The president has since emphasized that talks “based on 1967 borders” means that there is room for negotiations on what land should be retained under Israeli sovereignty.

In an seeming concession to President Obama, the Prime Minister now is willing to meet with Abbas on condition that the Palestinian Authority withdraw his plan to go the United Nations.

However, in response to the report, the office of the Prime Minister stated, "There has been no change in government policy. The proposal for renewed talks is conditioned on Israel's being defined as a Jewish state."

The Arab League already has submitted a request to the United Nations for recognizing the Palestinian Authority, but there is deep division within the PA over the possibility that the tactic may leave them empty-handed.

The “peace process” has been dead for two years, if not longer, and is buried underground in the view of most analysts. The attempt to dig it up and resurrect it may be at the behest of United States, which has suffered a sharp decrease in its influence in the Arab world since President Obama’s failure to follow up with results on the ground after his “reaching out to Muslims” speech in Cairo two years ago.

An official United Nations discussion on recognizing the Palestinian Authority as an independent country would relegate the ”peace process” to an obituary in history books. It is not clear if Abbas would prefer that.

"Over the last few weeks there has been an ongoing attempt to restart the peace process to allow for the resumption of direct talks between Israel and the Palestinians," a government official told the French news agency AFP. "The assumption is that if this process succeeds, the Palestinians will withdraw their proposal for unilateral action at the UN."

He added that President Obama’s statements on the old borders of Israel not being written in stone “is the sort of language that we can live with.”

The United States has indicated, without a total commitment, that it will cast a veto in the United Nations Security Council, whose recommendation for recognizing a new state is needed before the General Assembly can vote on it.

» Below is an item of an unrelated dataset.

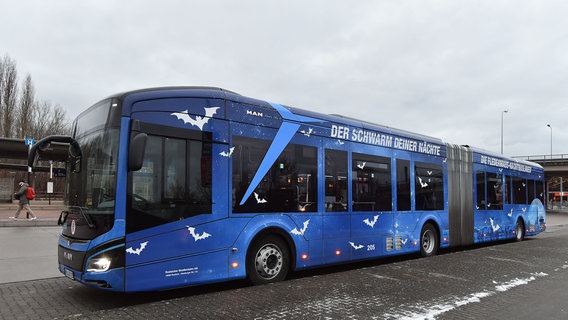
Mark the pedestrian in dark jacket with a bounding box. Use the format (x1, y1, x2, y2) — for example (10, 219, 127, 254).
(10, 180, 36, 220)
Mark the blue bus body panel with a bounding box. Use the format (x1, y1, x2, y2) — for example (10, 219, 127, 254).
(59, 87, 546, 291)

That would leave the PA with having to settle for a non-binding resolution, based on its own political and territorial demands for all of Judea and Samaria as well eastern, northern and southern Jerusalem, commonly referred to East Jerusalem by mainstream media.

The government’s change of attitude towards the expression Obama used, confirmed by an unnamed official in foreign media, effectively forces Abbas to make the move in what has become a long and drawn-out diplomatic chess game.

Abbas has not responded to Netanyahu’s latest proposal to resume talks and formerly has stated that he would be willing to “negotiate” with Israel only after the Jewish state accepts all of its demands, which he said are non-negotiable. The ball is back in his court.